Hoje estou aqui, ao lado de seu leito. Já temos quarenta anos. Um milagre eu ter chegado até aqui. Seus olhos estão fechados, seu rosto transborda serenidade. Você foi sempre tão serena, minha doce Mione. Seus cabelos estão enfeitado com lavanda. Só hoje notei que essa era a flor que dava aroma a seu shampoo. Só hoje notei o modo como suas sobrancelhas são tão delicadas. Sempre as achei tão geniosas que mal parecem ser as mesmas.

Mas não posso me deixar enganar. Elas não são as mesmas. Só eram suas porque suas expressões a faziam assim. Mas você já não se expressa mais. Nem nunca vai. Nunca mais verei seus olhos cor de avelã brilhando com minha palavras, bem como nunca mais ouvirei sua risada melodiosa ecoando pelo salão. Não verei nem em sonho, morena.

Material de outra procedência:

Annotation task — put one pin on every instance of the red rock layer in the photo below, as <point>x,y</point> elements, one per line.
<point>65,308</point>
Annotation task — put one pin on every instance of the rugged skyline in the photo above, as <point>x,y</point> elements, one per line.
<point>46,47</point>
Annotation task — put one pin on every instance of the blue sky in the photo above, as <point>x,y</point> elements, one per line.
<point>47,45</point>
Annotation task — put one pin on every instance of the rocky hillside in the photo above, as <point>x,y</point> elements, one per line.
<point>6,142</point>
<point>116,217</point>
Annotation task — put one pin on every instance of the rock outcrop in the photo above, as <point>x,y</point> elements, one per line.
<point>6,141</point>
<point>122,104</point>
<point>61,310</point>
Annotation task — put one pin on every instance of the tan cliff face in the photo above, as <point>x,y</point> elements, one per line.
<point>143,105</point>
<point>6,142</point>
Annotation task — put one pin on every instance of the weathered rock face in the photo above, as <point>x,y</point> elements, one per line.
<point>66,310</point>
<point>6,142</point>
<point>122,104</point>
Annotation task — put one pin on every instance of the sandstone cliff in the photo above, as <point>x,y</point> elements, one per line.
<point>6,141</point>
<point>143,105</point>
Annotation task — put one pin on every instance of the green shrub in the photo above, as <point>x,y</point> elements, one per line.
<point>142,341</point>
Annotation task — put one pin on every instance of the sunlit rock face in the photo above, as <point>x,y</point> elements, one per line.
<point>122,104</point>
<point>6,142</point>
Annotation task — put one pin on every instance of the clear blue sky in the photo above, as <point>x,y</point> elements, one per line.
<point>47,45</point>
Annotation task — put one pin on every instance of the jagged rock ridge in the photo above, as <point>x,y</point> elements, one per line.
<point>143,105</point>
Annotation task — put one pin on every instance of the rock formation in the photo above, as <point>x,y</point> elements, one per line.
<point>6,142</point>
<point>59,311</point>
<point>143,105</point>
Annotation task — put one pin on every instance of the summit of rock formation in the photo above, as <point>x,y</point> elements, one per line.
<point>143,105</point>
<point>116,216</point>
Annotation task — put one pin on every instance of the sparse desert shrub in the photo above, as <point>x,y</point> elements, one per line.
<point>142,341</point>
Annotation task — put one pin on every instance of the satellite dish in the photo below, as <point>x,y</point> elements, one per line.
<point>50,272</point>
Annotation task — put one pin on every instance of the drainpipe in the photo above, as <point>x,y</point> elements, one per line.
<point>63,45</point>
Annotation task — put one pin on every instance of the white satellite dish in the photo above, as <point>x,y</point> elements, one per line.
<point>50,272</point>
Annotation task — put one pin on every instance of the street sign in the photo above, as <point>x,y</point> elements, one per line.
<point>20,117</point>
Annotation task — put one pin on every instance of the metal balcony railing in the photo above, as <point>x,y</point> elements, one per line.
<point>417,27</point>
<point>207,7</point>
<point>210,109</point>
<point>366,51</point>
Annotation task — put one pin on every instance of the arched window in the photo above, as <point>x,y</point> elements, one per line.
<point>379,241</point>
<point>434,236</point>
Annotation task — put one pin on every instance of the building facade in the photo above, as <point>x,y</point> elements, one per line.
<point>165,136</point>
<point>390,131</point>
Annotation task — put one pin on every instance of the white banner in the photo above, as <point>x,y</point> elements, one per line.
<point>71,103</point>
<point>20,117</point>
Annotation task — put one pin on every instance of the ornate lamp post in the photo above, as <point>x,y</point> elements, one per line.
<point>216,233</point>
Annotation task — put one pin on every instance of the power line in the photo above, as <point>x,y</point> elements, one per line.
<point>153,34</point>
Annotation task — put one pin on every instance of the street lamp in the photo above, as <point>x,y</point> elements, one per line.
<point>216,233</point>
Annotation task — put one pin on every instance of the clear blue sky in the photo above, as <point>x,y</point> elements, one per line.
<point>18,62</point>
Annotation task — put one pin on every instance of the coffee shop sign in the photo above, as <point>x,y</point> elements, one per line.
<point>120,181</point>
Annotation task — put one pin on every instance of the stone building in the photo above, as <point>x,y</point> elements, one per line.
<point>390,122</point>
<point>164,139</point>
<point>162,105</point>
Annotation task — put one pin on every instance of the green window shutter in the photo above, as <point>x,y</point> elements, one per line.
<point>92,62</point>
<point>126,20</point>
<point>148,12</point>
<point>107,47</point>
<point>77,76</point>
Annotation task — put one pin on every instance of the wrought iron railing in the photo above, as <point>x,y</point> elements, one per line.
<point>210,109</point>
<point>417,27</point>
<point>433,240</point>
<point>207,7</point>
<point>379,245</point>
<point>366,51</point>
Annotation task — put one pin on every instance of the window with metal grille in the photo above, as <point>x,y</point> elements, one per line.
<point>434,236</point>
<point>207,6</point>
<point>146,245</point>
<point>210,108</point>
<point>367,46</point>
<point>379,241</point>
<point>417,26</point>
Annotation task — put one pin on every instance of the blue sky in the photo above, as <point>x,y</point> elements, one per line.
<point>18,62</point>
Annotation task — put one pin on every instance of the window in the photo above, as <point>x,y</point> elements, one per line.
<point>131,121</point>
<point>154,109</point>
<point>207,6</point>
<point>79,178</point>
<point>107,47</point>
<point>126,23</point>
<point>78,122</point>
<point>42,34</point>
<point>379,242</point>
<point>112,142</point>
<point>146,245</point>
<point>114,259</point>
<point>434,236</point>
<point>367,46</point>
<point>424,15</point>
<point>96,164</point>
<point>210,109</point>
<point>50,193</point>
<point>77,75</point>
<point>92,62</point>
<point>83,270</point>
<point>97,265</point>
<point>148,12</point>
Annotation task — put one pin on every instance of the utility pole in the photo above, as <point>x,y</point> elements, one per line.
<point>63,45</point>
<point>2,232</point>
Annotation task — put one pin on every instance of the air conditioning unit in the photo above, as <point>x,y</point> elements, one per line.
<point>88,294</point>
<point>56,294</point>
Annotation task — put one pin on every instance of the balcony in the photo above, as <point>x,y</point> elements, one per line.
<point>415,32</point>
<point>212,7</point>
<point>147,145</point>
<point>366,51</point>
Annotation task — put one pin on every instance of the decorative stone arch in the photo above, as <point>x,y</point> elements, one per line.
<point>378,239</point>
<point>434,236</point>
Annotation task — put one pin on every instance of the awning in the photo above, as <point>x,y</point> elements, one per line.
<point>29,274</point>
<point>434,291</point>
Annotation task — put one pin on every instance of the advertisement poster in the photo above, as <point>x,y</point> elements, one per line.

Porque não conseguirei dormir sabendo que nunca pude lhe ter, mesmo que pertencesse a mim todo esse tempo. Porque não conseguirei sonhar, já que estou vivendo um pesadelo. Eu nunca pude imaginá-la partindo antes de mim, porque nunca pude imaginar um mundo do qual você não fizesse parte. Não posso sonhar, porque nem ao menos pertenço a esse Universo. É apenas uma vastidão sem fim, e nada mais.

Vejo Rose e Scorpius no canto da sala. Ele será forte, eu sei que será. Rose precisa dele. Nunca trocaram um único beijo, ainda. Mas eles vão ficar juntos, no final. Eles já perceberam que pertencem um ao outro. Ou, ao menos, espero que tenham percebido. Porque eu não posso esperar mais. Se há uma vida após isso, ou se não há, não tenho tempo para questionar.

Só vou me juntar a você. Ou me perder pra sempre. Como lhe perdi.